In 10 episodi la dimensione cosmopolita e diversificata della capitale è assente. Ed è davvero strano perché è la prima cosa che noti, prima della Tour Eiffel e sarebbe stato molto interessante a livello narrativo, almeno a mio avviso. In ogni caso si può essere parigine senza essere necessariamente, tra le altre cose, bianca, eterosessuale, cisgender e sotto i 40 anni. Ce lo dice Lindsay Tramuta nel suo libro The New Parisienne in cui ritrae le donne che incarnano la Parigi di oggi, da Anne Hidalgo a Inna Modja, da Delphine Horvilleur a Leïla Slimani e Lauren Bastide.
Il parigino è un concetto
Il 78% delle persone che abitano a Parigi non ci è nato.
Da quando sono qui ho conosciuto molti italiani, gente del Sud America, dell’Europa dell’Est, belgi, cinesi, coreani, spagnoli, portoghesi, inglesi, una manciata di francesi e solo due parigini doc. Ce ne sono pochi e quei pochi tendono a non mischiarsi, a stare tra di loro.

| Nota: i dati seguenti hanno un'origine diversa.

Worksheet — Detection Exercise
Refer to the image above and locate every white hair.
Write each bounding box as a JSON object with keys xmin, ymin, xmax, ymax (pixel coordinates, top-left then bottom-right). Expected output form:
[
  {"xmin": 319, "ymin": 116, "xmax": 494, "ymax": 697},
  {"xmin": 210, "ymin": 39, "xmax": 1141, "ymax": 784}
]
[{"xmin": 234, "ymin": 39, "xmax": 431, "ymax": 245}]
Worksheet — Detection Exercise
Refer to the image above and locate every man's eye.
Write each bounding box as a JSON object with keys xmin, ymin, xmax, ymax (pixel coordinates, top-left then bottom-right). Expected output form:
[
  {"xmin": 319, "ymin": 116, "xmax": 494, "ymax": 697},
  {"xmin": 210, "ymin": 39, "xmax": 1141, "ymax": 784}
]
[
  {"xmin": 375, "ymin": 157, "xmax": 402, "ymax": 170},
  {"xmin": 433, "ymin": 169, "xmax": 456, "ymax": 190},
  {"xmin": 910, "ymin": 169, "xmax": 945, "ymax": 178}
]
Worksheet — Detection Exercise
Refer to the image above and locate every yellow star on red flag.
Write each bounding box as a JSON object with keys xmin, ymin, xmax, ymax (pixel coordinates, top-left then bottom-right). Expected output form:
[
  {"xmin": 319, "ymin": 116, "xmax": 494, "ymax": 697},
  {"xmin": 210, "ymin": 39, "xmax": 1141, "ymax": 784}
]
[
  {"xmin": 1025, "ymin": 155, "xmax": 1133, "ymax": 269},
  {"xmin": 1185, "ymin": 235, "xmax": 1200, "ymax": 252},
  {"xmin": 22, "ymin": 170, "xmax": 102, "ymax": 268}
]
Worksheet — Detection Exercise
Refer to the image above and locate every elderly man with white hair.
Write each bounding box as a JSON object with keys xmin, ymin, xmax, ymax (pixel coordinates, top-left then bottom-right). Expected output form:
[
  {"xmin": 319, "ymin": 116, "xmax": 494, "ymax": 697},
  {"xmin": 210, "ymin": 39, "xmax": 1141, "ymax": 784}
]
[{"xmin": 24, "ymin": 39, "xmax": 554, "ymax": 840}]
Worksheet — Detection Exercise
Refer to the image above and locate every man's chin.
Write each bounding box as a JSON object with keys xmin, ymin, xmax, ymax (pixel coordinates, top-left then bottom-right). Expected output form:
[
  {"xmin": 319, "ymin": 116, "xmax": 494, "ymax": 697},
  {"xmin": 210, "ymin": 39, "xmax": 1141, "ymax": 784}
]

Il parigino è un concetto. Quando cerchiamo di visualizzarlo pensiamo alla ragazza con il basco senza calze, all’uomo che scende dal taxi con il rolex, non pensiamo al signore che vive a Belleville con i suoi quattro figli o alla vecchia che porta a spasso il cane e ha messo il suo appartamento su leboncoin en viager, non pensiamo al fattorino di DHL che ascolta musica di dubbio gusto o all’indiana che gestisce insieme al marito il piccolo supermercato di quartiere.
Un giorno a Parigi
Quando Emily esclama “Parigi è piena di amore, romanticismo, luce, bellezza, passione e sesso!” ovviamente non ha mai messo piede sulla linea 13 della metro. Emily in Paris porta avanti la fantasia della città-museo senza problemi, senza sporcizia, senza criminalità, senza vita quotidiana, senza costi. E per sognare va bene così.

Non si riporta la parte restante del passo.